Earnest Money Agreement

What Is an Earnest Money Agreement?

An Earnest Money Agreement is a formal document signed between two parties - a seller and a buyer - before they enter into a Sale and Purchase Agreement to transfer ownership of the real estate and to outline the terms of the deposit offered by the buyer. During the negotiations, the purchaser puts their money in the deposit account until the parties are in full agreement regarding the conditions of the property transfer.

Alternate Names:

  • Earnest Money Deposit Receipt;
  • Earnest Money Deposit.

You can download an Earnest Money Agreement template via the link below.

The amount of the earnest money deposit may vary between one and ten percent of the total sales price - it demonstrates the good faith of the purchaser who is interested in the real estate and gives them a better chance to buy the property since the deposit will remove the house or apartment from the market while the parties are negotiating the transaction.
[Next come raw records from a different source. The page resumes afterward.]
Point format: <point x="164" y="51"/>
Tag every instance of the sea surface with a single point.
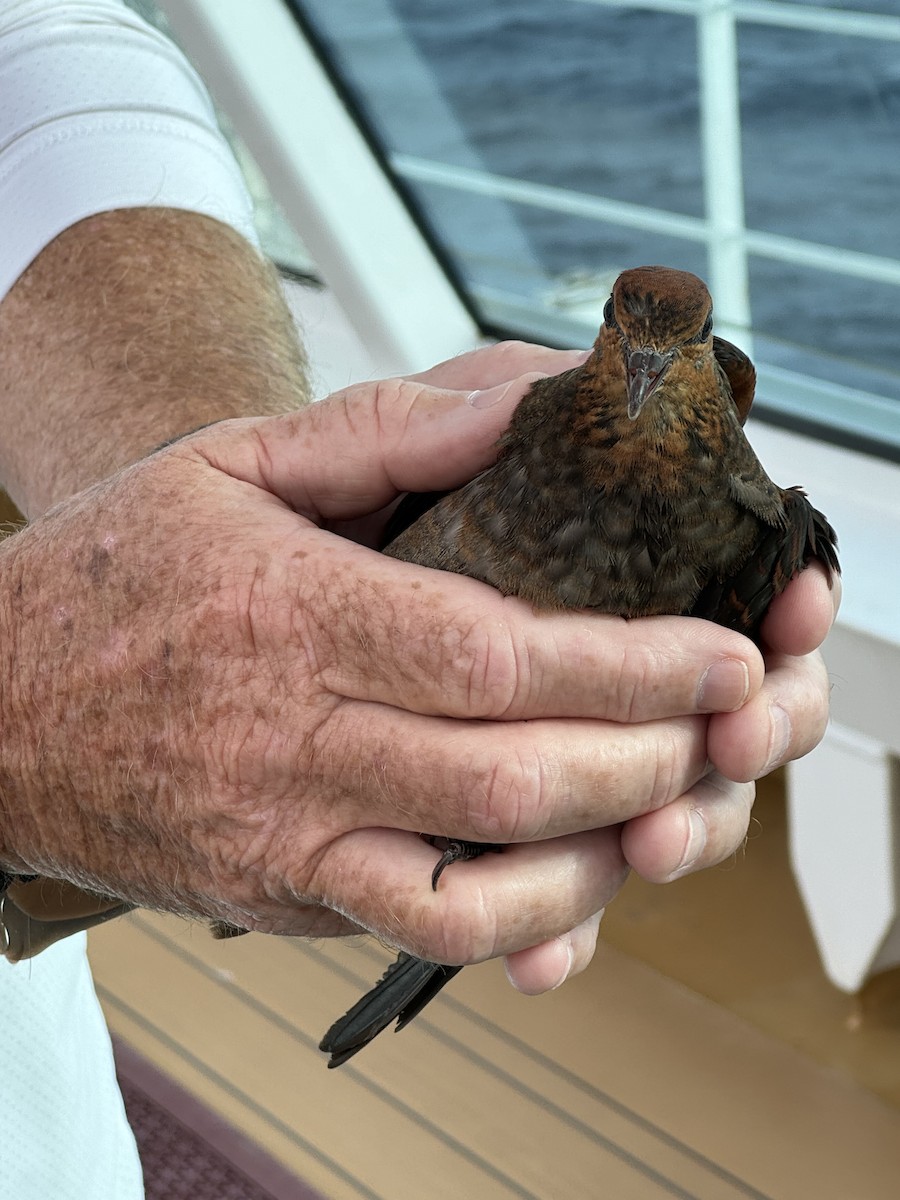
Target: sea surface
<point x="606" y="101"/>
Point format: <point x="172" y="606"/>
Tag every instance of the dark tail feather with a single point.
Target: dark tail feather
<point x="402" y="993"/>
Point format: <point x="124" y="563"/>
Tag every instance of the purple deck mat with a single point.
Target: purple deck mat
<point x="191" y="1153"/>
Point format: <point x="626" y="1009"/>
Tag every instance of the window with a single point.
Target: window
<point x="546" y="144"/>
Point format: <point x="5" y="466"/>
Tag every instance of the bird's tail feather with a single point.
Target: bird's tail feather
<point x="402" y="993"/>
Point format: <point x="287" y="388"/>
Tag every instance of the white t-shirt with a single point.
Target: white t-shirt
<point x="97" y="112"/>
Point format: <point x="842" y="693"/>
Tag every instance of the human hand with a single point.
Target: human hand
<point x="250" y="717"/>
<point x="708" y="822"/>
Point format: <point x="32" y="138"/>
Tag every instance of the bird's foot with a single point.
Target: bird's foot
<point x="457" y="851"/>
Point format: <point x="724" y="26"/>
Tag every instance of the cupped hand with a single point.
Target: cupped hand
<point x="225" y="706"/>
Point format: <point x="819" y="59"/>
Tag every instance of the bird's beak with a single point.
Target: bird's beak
<point x="645" y="370"/>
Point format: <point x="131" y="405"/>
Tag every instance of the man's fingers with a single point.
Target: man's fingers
<point x="783" y="721"/>
<point x="799" y="619"/>
<point x="520" y="781"/>
<point x="493" y="905"/>
<point x="435" y="642"/>
<point x="546" y="966"/>
<point x="352" y="454"/>
<point x="701" y="828"/>
<point x="498" y="364"/>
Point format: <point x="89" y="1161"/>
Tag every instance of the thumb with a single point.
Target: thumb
<point x="353" y="453"/>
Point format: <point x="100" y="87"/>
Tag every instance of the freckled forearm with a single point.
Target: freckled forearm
<point x="131" y="328"/>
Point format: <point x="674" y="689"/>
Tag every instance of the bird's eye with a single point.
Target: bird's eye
<point x="609" y="316"/>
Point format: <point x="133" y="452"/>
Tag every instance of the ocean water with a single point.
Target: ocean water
<point x="605" y="101"/>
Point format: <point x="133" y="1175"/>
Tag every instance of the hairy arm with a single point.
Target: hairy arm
<point x="131" y="328"/>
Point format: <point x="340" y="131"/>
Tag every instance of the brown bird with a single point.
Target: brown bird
<point x="624" y="486"/>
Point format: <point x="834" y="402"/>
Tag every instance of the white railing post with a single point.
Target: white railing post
<point x="723" y="169"/>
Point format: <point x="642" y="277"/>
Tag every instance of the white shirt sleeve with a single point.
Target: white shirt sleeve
<point x="99" y="111"/>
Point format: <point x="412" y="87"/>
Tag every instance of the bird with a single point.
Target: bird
<point x="627" y="486"/>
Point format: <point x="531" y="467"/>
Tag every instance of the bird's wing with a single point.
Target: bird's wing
<point x="742" y="600"/>
<point x="739" y="372"/>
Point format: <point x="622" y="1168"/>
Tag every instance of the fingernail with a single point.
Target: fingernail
<point x="697" y="834"/>
<point x="779" y="737"/>
<point x="490" y="396"/>
<point x="567" y="945"/>
<point x="724" y="687"/>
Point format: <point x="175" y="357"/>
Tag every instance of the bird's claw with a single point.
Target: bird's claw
<point x="455" y="850"/>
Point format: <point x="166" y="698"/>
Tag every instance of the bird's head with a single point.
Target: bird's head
<point x="654" y="313"/>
Note that the existence of a deposit does not mean the buyer will buy the real estate in question - they may say no to this deal with or without a proper reason.


How to Write an Earnest Money Agreement?

Follow these steps to draft a simple Earnest Money Agreement:

  1. Write down the names and addresses of the seller and purchaser . You may add their contact information here or at the end of the document.
  2. Identify the third party to the agreement - usually, it is a real property brokerage, escrow agent or company, or a title company.
  3. State the purpose of the agreement - the monetary funds provided by the buyer will be held in a deposit account . Once the parties notify the third party the deal is closed, this amount will go towards the buyer's down payment on the property.
  4. Determine the deadline for the sale - usually, the parties need no more than six months to finalize the deal.
  5. List the conditions that must be met to eventually sign the sale and purchase contract . You may record the parties' obligation to conduct a home inspection and appraisal. Decide which party pays for these expenses. If the buyer is not satisfied with the results of the inspection, they may choose to pull out of the deal and find a better option on the real estate market.
  6. Add the termination clause - it is possible the purchaser will not follow through with the transaction and chooses to take their money back instead, which often happens if the current owner hid the defects of the real estate and they are uncovered during the house inspection. In this case, the seller must return the money. Note that the seller cannot terminate the agreement without a reason - the purchaser then earns the right to sue them for specific performance.
  7. Sign and date the Earnest Money Agreement Form . Since it is a private contract that leads to a different, more complicated agreement, you are not obliged to bring the documentation to a notary public for their acknowledgment and notary seal.